Beer discovered the vulnerability in a 2018 iOS beta that Apple accidentally shipped without stripping function name symbols from the kernelcache. This offered a load of missing context about how bits of code fit together.

After investigating the code, Beer was able to find code related to AWDL, identify the vulnerability, and then attempt to exploit it remotely, with the use of a laptop, WiFi adapters, and a Raspberry 4B.

While it took Beer six months to develop an exploit for the flaw, when he was finished, he was able to hack any iPhone that was in radio length, run code on it, and steal user data from the device.

Project Zero founder Chris Evans told ArsTechnica that it’s scary to think that the exploit works without any user interaction at all, and users never have a clue that their privacy was violated.

This attack is just you’re walking along, the phone is in your pocket, and over Wi-Fi someone just worms in with some dodgy Wi-Fi packets.

Beer says he has no evidence that the issues he uncovered were exploited in the wild, but “we do know that exploit vendors seem to take notice of these fixes.”

The takeaway from this project should not be: no one will spend six months of their life just to hack my phone, I’m fine.

Instead, it should be: one person, working alone in their bedroom, was able to build a capability which would allow them to seriously compromise ‌iPhone‌ users they’d come into close contact with.

Imagine the sense of power an attacker with such a capability must feel. As we all pour more and more of our souls into these devices, an attacker can gain a treasure trove of information on an unsuspecting target.

The exploit is no longer available, as Apple patched the vulnerability in May with the release of iOS 12.4.7. (Apple cites Beer in the changelogs for several security updates.)
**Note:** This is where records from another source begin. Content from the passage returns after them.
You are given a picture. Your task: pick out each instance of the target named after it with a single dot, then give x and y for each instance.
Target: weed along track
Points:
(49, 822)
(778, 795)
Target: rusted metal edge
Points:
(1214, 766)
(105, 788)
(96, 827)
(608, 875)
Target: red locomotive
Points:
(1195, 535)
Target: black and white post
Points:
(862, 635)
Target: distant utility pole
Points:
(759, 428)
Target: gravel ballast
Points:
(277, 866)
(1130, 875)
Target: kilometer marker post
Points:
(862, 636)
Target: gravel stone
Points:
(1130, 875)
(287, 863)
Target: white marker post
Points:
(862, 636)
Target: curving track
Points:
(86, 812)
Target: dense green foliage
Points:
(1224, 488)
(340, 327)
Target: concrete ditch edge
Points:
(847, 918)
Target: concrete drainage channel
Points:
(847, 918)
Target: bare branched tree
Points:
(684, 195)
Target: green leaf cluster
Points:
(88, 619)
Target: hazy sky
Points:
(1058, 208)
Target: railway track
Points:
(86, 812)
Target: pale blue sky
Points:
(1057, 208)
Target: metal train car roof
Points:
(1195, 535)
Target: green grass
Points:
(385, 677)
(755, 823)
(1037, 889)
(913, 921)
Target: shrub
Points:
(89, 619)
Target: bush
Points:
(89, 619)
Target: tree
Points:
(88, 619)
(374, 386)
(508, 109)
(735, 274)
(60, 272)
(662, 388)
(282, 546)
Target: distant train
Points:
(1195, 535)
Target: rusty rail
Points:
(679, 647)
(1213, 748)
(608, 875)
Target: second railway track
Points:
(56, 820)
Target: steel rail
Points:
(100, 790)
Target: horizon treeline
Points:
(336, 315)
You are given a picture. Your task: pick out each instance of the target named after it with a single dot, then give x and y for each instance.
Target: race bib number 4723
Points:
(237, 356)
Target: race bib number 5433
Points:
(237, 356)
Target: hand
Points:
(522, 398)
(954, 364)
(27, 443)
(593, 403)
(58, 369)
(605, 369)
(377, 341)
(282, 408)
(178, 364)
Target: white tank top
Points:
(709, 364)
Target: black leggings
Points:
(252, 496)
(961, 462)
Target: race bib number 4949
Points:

Available for: iPhone 5s, iPhone 6, iPhone 6 Plus, iPad Air, iPad mini 2, iPad mini 3, and iPod touch 6th generation

Impact: A remote attacker may be able to cause unexpected system termination or corrupt kernel memory

Description: A memory corruption issue was addressed with improved input validation.

CVE-2020-3843: Ian Beer of Google Project Zero

Beer was the researcher who in August 2019 detailed ‘one of the largest attacks against iPhone users ever’ in the form of hacked websites distributing iOS malware to users of the then-current iOS 12 operating system.